Un dominicain qui me fait parfois l’amitié d’une rencontre a écrit : « Dieu, cette chose qui n’est rien, que l’on peut nier sans aucune conséquence, dont le croyant même perd cent fois la trace, et qui, lorsque le moment est donné, remplit tout, éclaire tout, semble suffire à tout. »
 
Je reste ! Et c’est rester qui démonte les accusations de scandale et de folie des croyants que soulignait Paul.
Je reste pour autre chose ; c’est parce que la résurrection de Jésus, physique ou non, a signifié au monde le retournement de l’ordre des choses : c’est cette nouvelle création qui est ma foi.
« Je suis la résurrection et la vie ; celui qui croit en moi, même s’il meurt, vivra » : là est ma foi.

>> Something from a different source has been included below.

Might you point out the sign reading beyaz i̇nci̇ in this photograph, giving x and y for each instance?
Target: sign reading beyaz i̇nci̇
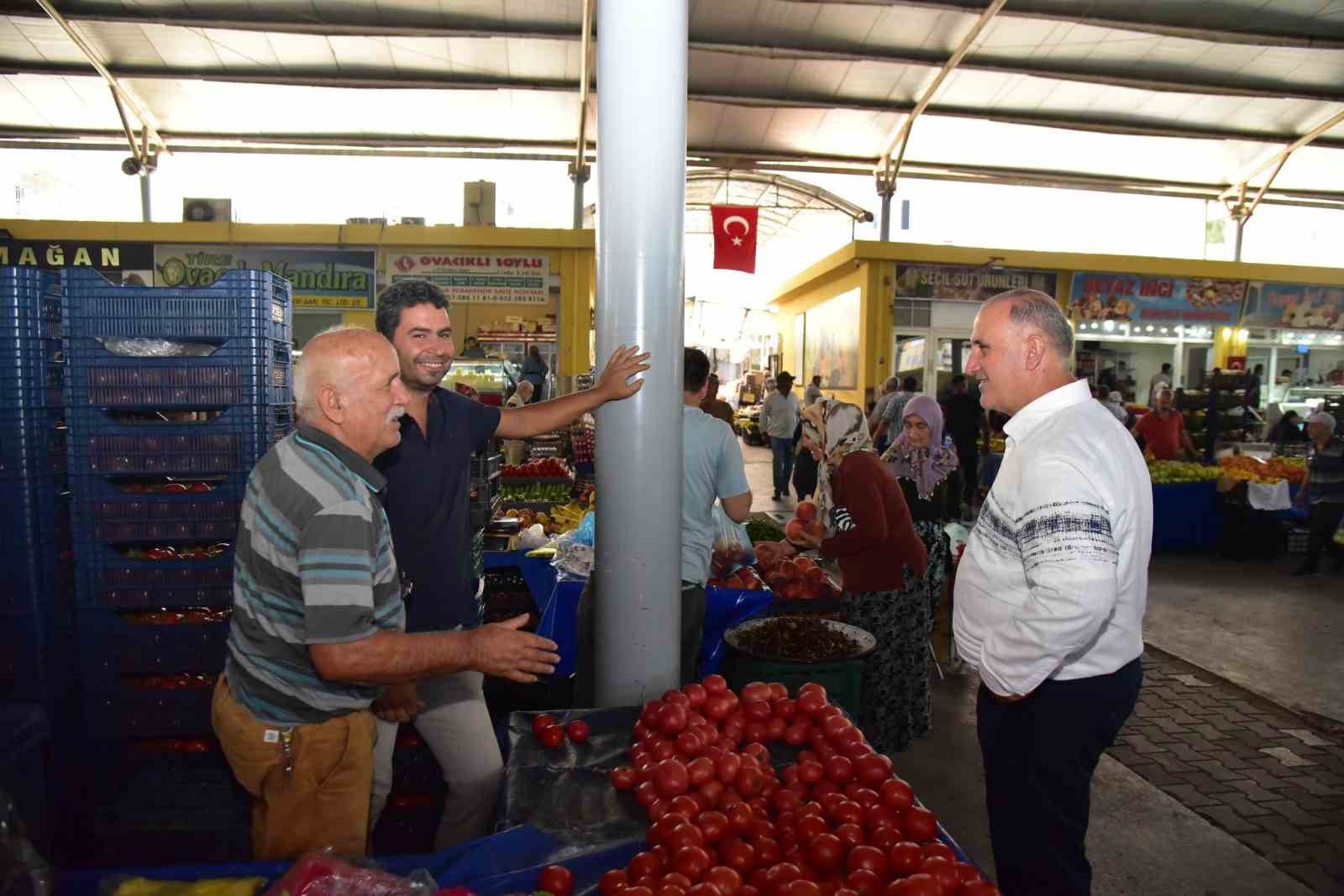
(472, 275)
(336, 278)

Dieu m’aime-t-il ? Dieu me connaît-il ? Dieu peut-il m’aider, me protéger ? Souvent, je souffre du silence de Dieu. Je ne sais pas comment établir le dialogue avec Dieu. Il est dur de surmonter la déception de l’attente.

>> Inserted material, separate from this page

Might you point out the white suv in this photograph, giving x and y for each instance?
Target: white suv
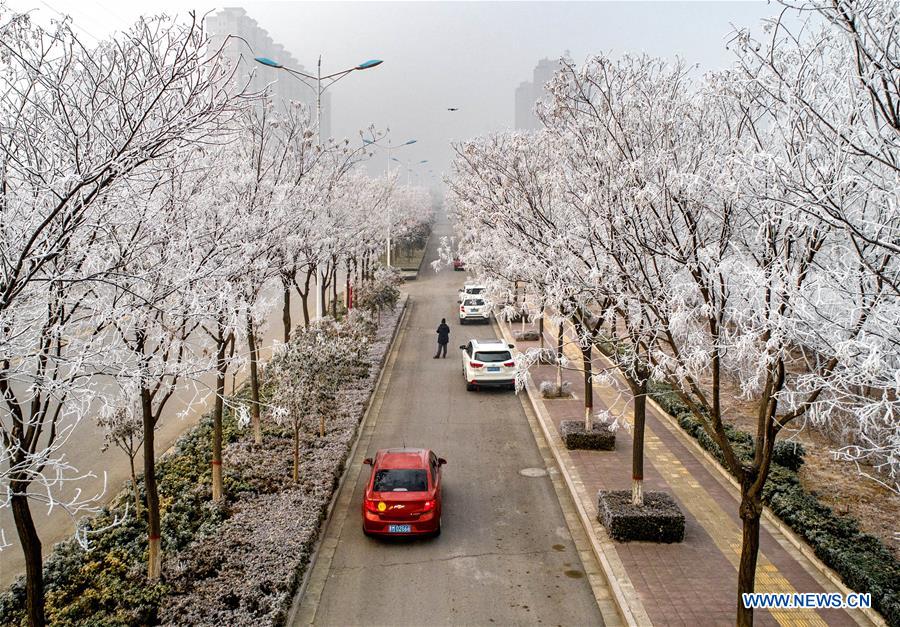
(474, 309)
(470, 290)
(488, 363)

Mais j’ai une vision, celle du Monde de Dieu, où l’amour et la justice triomphent et je suis, à ma modeste place, un artisan de ce monde nouveau. Il n’en reste pas moins que la foi engage une vie. Et ce ne sont pas seulement des mots : aider au fonctionnement d’une paroisse, s’engager dans la recherche religieuse, travailler aux œuvres de charité, tout cela prend du temps, et on ne suit pas le message de Jésus sans implication de tout l’être.
Est-ce cela l’essentiel de la foi ? le vrai signe de la foi ? Est-ce là qu’il n’y a pas de place pour le doute ? Mettre les forces de notre vie au service du Message, c’est notre foi. C’est dans le monde où il s’est incarné que Jésus nous envoie. L’Église dont nous sommes les membres est une Église pour le monde.
 
Matthieu 22,36 : « quel est le plus grand commandement, Maître ? Tu aimeras le Seigneur ton Dieu, de tout ton cœur… : voilà le premier et le plus grand commandement. Le second lui est semblable : tu aimeras ton prochain comme toi-même. À ces deux commandements se rattache toute la Loi, ainsi que les prophètes. »
 
Car la foi n’est pas de croire en des choses incroyables ! La foi, c’est de vivre le Message au quotidien, et, comme le bon samaritain, d’être le prochain de tous nos frères :
« Aimez-vous les uns les autres comme Dieu vous aime ».